Les gens brandissent des affiches et des drapeaux alors que des milliers de personnes se rassemblent dimanche sur la place Enghelab à Téhéran pour une manifestation pro-gouvernementale après l’assassinat de l’ayatollah Ali Khamenei.Majid Saeedi / Getty Images

Une photo publiée par la Maison Blanche montre Trump portant une casquette américaine, assis à une table avec le secrétaire d’État Marco Rubio et la chef de cabinet de la Maison Blanche, Susie Wiles. Au mur se trouvait une carte du Moyen-Orient montrant le déploiement des navires américains.

« L’opération Epic Fury » a débuté à 1 h 15 HE samedi (9 h 45 à Téhéran). Les États-Unis ont déployé des bombardiers furtifs B-2, des avions de combat, des missiles, des roquettes et d’autres systèmes d’armes que le ministère de la Défense n’a pas voulu divulguer. Ils ont ciblé la marine iranienne, les sites de missiles, les quartiers généraux de commandement et de contrôle et les systèmes de défense aérienne.

Le moment n’était pas dû au hasard. Les agences de renseignement américaines et israéliennes surveillaient les allées et venues de Khamenei. Les renseignements ont montré qu’il rencontrerait des députés de haut rang ce matin-là, selon deux personnes informées du dossier.

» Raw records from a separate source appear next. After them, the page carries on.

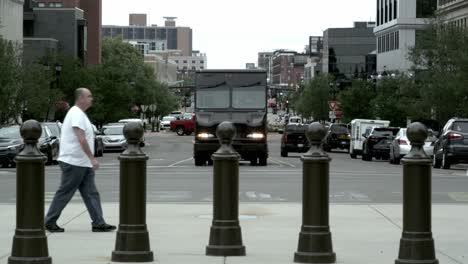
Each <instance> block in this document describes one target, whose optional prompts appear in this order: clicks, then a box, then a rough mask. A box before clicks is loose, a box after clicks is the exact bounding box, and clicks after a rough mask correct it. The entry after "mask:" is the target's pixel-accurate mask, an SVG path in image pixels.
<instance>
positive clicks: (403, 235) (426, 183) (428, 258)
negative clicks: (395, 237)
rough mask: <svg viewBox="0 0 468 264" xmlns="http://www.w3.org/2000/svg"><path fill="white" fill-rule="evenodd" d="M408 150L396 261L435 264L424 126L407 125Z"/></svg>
mask: <svg viewBox="0 0 468 264" xmlns="http://www.w3.org/2000/svg"><path fill="white" fill-rule="evenodd" d="M406 134H407V135H408V139H409V140H410V142H411V151H410V153H408V155H406V156H405V157H404V158H403V159H402V160H401V161H402V163H403V234H402V238H401V240H400V252H399V255H398V259H397V260H395V263H396V264H410V263H411V264H414V263H418V264H437V263H439V261H438V260H437V259H436V258H435V249H434V239H433V238H432V231H431V217H432V216H431V177H432V175H431V174H432V169H431V162H432V161H431V159H430V158H429V157H428V156H427V155H426V153H425V152H424V149H423V146H424V142H425V140H426V138H427V128H426V126H424V125H423V124H421V123H413V124H411V125H410V126H409V127H408V130H407V133H406Z"/></svg>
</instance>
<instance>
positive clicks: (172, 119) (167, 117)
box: [162, 116, 175, 121]
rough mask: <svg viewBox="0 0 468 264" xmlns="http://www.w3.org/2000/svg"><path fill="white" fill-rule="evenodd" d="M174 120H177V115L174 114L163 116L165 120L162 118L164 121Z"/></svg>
mask: <svg viewBox="0 0 468 264" xmlns="http://www.w3.org/2000/svg"><path fill="white" fill-rule="evenodd" d="M172 120H175V117H173V116H165V117H163V120H162V121H172Z"/></svg>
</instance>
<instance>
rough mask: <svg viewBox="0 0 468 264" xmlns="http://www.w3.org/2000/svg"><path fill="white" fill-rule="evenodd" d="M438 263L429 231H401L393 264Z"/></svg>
mask: <svg viewBox="0 0 468 264" xmlns="http://www.w3.org/2000/svg"><path fill="white" fill-rule="evenodd" d="M413 263H418V264H438V263H439V261H438V260H437V259H436V257H435V248H434V239H433V238H432V233H431V232H414V233H412V232H403V237H402V238H401V240H400V251H399V254H398V259H397V260H395V264H413Z"/></svg>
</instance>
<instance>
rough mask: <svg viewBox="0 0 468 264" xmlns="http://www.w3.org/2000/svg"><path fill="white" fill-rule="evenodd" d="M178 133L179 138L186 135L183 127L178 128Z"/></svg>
mask: <svg viewBox="0 0 468 264" xmlns="http://www.w3.org/2000/svg"><path fill="white" fill-rule="evenodd" d="M176 133H177V135H178V136H183V135H184V128H183V127H176Z"/></svg>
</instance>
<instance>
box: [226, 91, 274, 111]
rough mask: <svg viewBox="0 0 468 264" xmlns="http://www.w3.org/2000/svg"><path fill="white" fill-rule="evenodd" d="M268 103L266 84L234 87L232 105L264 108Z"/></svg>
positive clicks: (241, 106) (257, 108) (247, 107)
mask: <svg viewBox="0 0 468 264" xmlns="http://www.w3.org/2000/svg"><path fill="white" fill-rule="evenodd" d="M265 105H266V93H265V87H264V86H252V87H235V88H233V89H232V107H233V108H239V109H243V108H244V109H262V108H265Z"/></svg>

Plutôt que de lancer l’opération de nuit, les dirigeants ont déplacé l’assaut de jour dans l’espoir de le tuer ainsi que ses acolytes, ont indiqué les sources.

Trump a déclaré dans son entretien avec NBC News que l’opération était “en avance sur le calendrier, et évidemment, quand nous avons 48 dirigeants, c’est un grand événement”.

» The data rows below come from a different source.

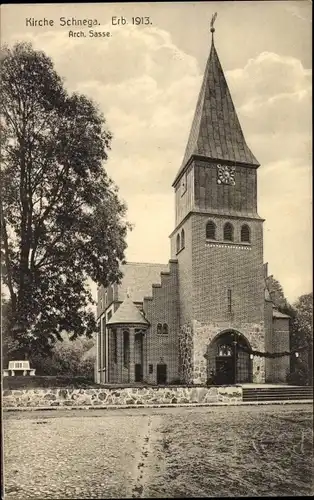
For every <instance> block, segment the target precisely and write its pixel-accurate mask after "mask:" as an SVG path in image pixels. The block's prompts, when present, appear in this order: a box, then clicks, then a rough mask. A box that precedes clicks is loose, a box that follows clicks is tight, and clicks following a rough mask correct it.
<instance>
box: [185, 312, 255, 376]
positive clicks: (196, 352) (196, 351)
mask: <svg viewBox="0 0 314 500" xmlns="http://www.w3.org/2000/svg"><path fill="white" fill-rule="evenodd" d="M226 330H235V331H237V332H239V333H241V334H242V335H244V337H245V338H246V339H247V340H248V342H249V343H250V345H251V348H252V349H254V350H258V351H264V350H265V334H264V323H263V322H261V323H256V324H255V323H254V324H252V323H242V324H241V325H237V324H232V325H231V324H230V323H227V322H226V323H211V324H203V323H200V322H198V321H196V320H195V321H194V324H193V361H194V363H193V383H194V384H205V383H206V381H207V376H208V373H207V372H208V366H207V363H208V361H207V359H206V356H207V349H208V346H210V344H211V342H212V341H213V340H214V339H215V337H216V336H218V335H219V334H220V333H222V332H224V331H226ZM253 382H254V383H257V384H262V383H264V382H265V358H259V357H256V356H255V357H254V358H253Z"/></svg>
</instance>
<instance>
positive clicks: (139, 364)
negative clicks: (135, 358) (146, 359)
mask: <svg viewBox="0 0 314 500" xmlns="http://www.w3.org/2000/svg"><path fill="white" fill-rule="evenodd" d="M142 380H143V371H142V365H141V364H140V363H137V364H136V365H135V382H142Z"/></svg>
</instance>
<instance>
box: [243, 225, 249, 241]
mask: <svg viewBox="0 0 314 500" xmlns="http://www.w3.org/2000/svg"><path fill="white" fill-rule="evenodd" d="M241 241H243V242H244V243H250V241H251V238H250V228H249V226H248V225H247V224H244V225H243V226H242V227H241Z"/></svg>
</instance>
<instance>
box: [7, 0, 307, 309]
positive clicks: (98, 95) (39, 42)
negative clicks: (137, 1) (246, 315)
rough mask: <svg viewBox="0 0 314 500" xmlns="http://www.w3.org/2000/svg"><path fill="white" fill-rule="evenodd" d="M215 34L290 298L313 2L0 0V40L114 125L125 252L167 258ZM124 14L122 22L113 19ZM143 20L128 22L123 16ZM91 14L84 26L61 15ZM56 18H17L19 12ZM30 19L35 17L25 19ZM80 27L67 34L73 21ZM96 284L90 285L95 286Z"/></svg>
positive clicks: (306, 280) (292, 301)
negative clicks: (132, 225)
mask: <svg viewBox="0 0 314 500" xmlns="http://www.w3.org/2000/svg"><path fill="white" fill-rule="evenodd" d="M215 12H217V13H218V17H217V20H216V23H215V28H216V32H215V45H216V49H217V52H218V55H219V58H220V62H221V64H222V67H223V70H224V72H225V76H226V79H227V82H228V85H229V89H230V92H231V95H232V98H233V101H234V104H235V107H236V110H237V113H238V117H239V119H240V123H241V126H242V129H243V132H244V135H245V138H246V142H247V144H248V146H249V147H250V149H251V150H252V152H253V154H254V155H255V157H256V158H257V159H258V161H259V162H260V164H261V166H260V168H259V169H258V213H259V215H260V216H261V217H263V218H264V219H265V222H264V262H268V269H269V274H273V275H274V277H275V278H276V279H277V280H279V282H280V283H281V285H282V287H283V289H284V293H285V295H286V297H287V298H288V300H289V301H290V302H293V301H295V300H296V299H297V298H298V297H299V296H300V295H302V294H304V293H308V292H310V291H312V219H311V217H312V208H311V202H312V198H311V193H312V185H311V184H312V172H311V164H312V158H311V151H312V144H311V138H312V129H311V127H312V116H311V108H312V86H311V81H312V70H311V64H312V63H311V61H312V49H311V48H312V39H311V33H312V20H311V19H312V6H311V3H310V2H309V1H306V0H304V1H303V0H299V1H296V2H293V1H287V2H285V1H276V2H268V1H266V0H265V1H259V2H254V1H251V2H241V1H234V2H228V1H226V2H197V3H193V2H184V3H183V2H182V3H180V2H175V3H171V2H167V3H140V2H138V3H127V4H123V3H112V4H92V3H88V4H87V3H86V4H59V5H58V4H54V5H44V4H34V5H29V4H28V5H2V7H1V43H2V44H3V43H8V44H10V45H11V44H13V43H15V42H17V41H30V42H32V44H33V46H34V48H35V49H40V50H44V51H45V52H46V54H47V55H48V56H50V57H51V58H52V60H53V62H54V64H55V68H56V70H57V71H58V73H59V74H60V75H61V76H62V77H63V78H64V82H65V86H66V87H67V89H68V90H69V91H70V92H72V91H78V92H80V93H83V94H86V95H87V96H89V97H90V98H92V99H93V100H94V101H95V102H96V103H97V104H98V105H99V108H100V109H101V111H102V112H103V113H104V115H105V117H106V120H107V126H108V128H109V129H110V131H111V132H112V133H113V141H112V147H111V151H110V152H109V159H108V162H107V163H106V165H105V168H106V170H107V172H108V174H109V175H110V177H111V178H112V179H113V180H114V181H115V183H116V184H117V185H118V187H119V192H120V197H121V198H122V199H123V200H125V202H126V204H127V206H128V220H129V221H130V222H131V223H132V224H134V229H133V231H132V232H131V233H130V234H129V235H128V238H127V243H128V248H127V252H126V258H127V260H129V261H134V262H161V263H167V262H168V260H169V258H170V240H169V234H170V233H171V232H172V230H173V229H174V193H173V188H172V187H171V185H172V182H173V180H174V178H175V175H176V173H177V171H178V169H179V167H180V165H181V161H182V158H183V155H184V150H185V146H186V143H187V138H188V134H189V130H190V126H191V122H192V117H193V113H194V109H195V105H196V100H197V96H198V92H199V90H200V86H201V81H202V76H203V72H204V69H205V64H206V60H207V58H208V55H209V49H210V39H211V37H210V32H209V25H210V20H211V17H212V15H213V14H214V13H215ZM121 16H123V17H124V18H125V19H126V21H127V24H120V25H112V17H116V18H119V17H121ZM135 16H138V17H144V18H146V17H149V23H150V24H149V25H139V26H136V25H132V17H135ZM61 17H65V18H66V19H72V18H74V19H76V20H78V19H96V20H97V23H98V25H97V26H93V28H92V29H94V30H95V31H101V32H103V31H104V32H110V33H111V36H110V37H100V38H99V37H89V36H88V33H89V29H90V28H88V27H84V28H81V27H75V26H72V27H69V26H64V27H62V26H60V21H59V20H60V18H61ZM29 18H34V20H43V19H44V18H46V19H48V20H53V21H54V25H53V26H45V27H33V26H30V25H29V26H26V24H27V22H26V19H29ZM28 24H32V23H30V22H29V21H28ZM81 29H83V31H84V32H85V33H86V35H87V36H86V37H85V38H82V37H80V38H78V37H70V36H69V31H70V30H72V31H73V30H81ZM95 290H96V287H93V291H94V293H95Z"/></svg>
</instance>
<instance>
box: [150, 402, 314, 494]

Les attaques du week-end ont secoué l’Iran et déclenché des contre-attaques du régime. Des explosions ont été entendues dans le centre de Téhéran, près du ministère du Renseignement, et des centaines de cibles ont été touchées.

Les sirènes des raids aériens ont retenti en Israël, avertissant de l’arrivée de missiles iraniens.

Les compagnies aériennes ont annulé plus de 1 500 vols prévus pour arriver au Moyen-Orient en raison des allers-retours de missiles au-dessus de leur tête.

Une contre-attaque iranienne au Koweït a tué trois militaires américains et en a blessé cinq autres, ont déclaré deux responsables américains.

Dans ses déclarations publiques du week-end, Trump, désormais président en temps de guerre, semblait préparer les Américains à davantage de pertes.

“Malheureusement, il y en aura probablement d’autres avant la fin. C’est comme ça”, a-t-il déclaré dans une vidéo diffusée dimanche après-midi.